Originally Posted By: kevs
Thanks Joe, I've been reading about Raid for 15 years and still don't get it and that did not change with you post!


The nice thing about RAID is it protects your data. Here's how it works:

Suppose you write a letter to your mom. It starts with "Dear mum, life is fine." You save it as a file on your hard drive. That means somewhere on your hard drive is stored a series of characters: D,e,a,r, ,m,u,m...

Now the hard rive fails, for whatever reason. Maybe a bit of falling debris from the space station lands on it, whatever. That hard drive is destroyed; everything is gone. So far, so simple.

Now, a RAID array is a whole bunch of hard drives connected to a special controller so the computer thinks they are just one hard drive.

Let's say you have 4 hard drives in your RAID array. You save a letter to your mum. There are now data stored on your hard drives, but in a very special way:

Hard drive #1 has "D". Hard drive #2 has "e". Hard drive #3 has "a". Hard drive #1 has "r." Hard drive #2 has " ". Hard drive #3 has "M", hard drive #2 has "u", hard drive #3 has "m", hard drive #1 has "," hard drive #2 has " ", hard drive #3 has "l", hard drive #2 has "i", hard drive #3 has "f", hard drive #1 has "e"... Basically, the file is broken up into pieces and little tiny chunks of it are stored on three of the hard drives.

What is stored on the fourth hard drive? Ah, that's the magic.

The fourth hard drive stores the result of mathematical operations on the first three hard drives. So you end up with your letter splintered up in small pieces across three hard drives, and special codes on the fourth hard drive that describe mathematically what is on the first three.

Why do this?

Say that one of the four hard drives--we'll call it #2--dies.

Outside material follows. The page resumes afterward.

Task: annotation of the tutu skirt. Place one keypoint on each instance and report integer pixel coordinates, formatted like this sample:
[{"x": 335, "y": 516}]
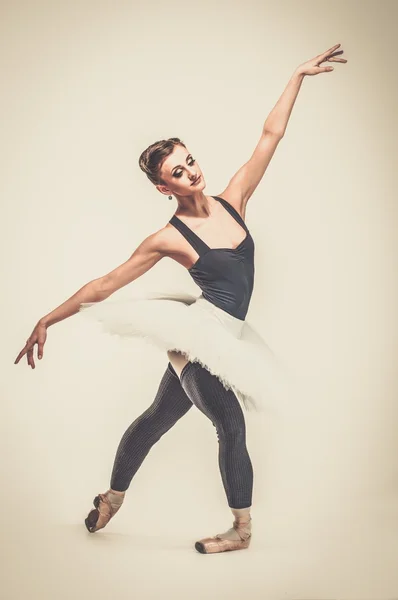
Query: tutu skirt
[{"x": 227, "y": 347}]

Now the RAID array automatically reverses the mathematical equations that were used to create the data on hard drive #4. So you go to read the letter to your mum, and here's what happens:

It reads the file from the hard drives. But hard drive #2 has been obliterated, so the file looks like this:

D?ar?Mu?, ?if? i? f?ne

Pretty scrambled, right? Every third letter is missing! The file was broken up across three hard drives and now one of them is gone.

So the RAID controller, which is actually a small computer, looks at the information on hard drive #4. It says "I have the letters D and a, but the letter in between is gone because that hard drive is gone. Based on the letters D and a and the mathematical result that was stored on you, what is the missing letter?" And it calculates the answer: It must have been the letter e.

Then it looks at the next three letters. Based on the fact that the next letters are the letter r, then a missing letter, and then the letter M, what must the missing character be? And it does the math and calculates that the missing letter must be a space.

It does this over and over again and it comes up with D,e,a,r, ,M,u,m, ,l,i,fe, ,i,s, ,f,i,n,e. It uses the special codes written on hard drive #4 to rebuild what was lost when hard drive #2 was destroyed.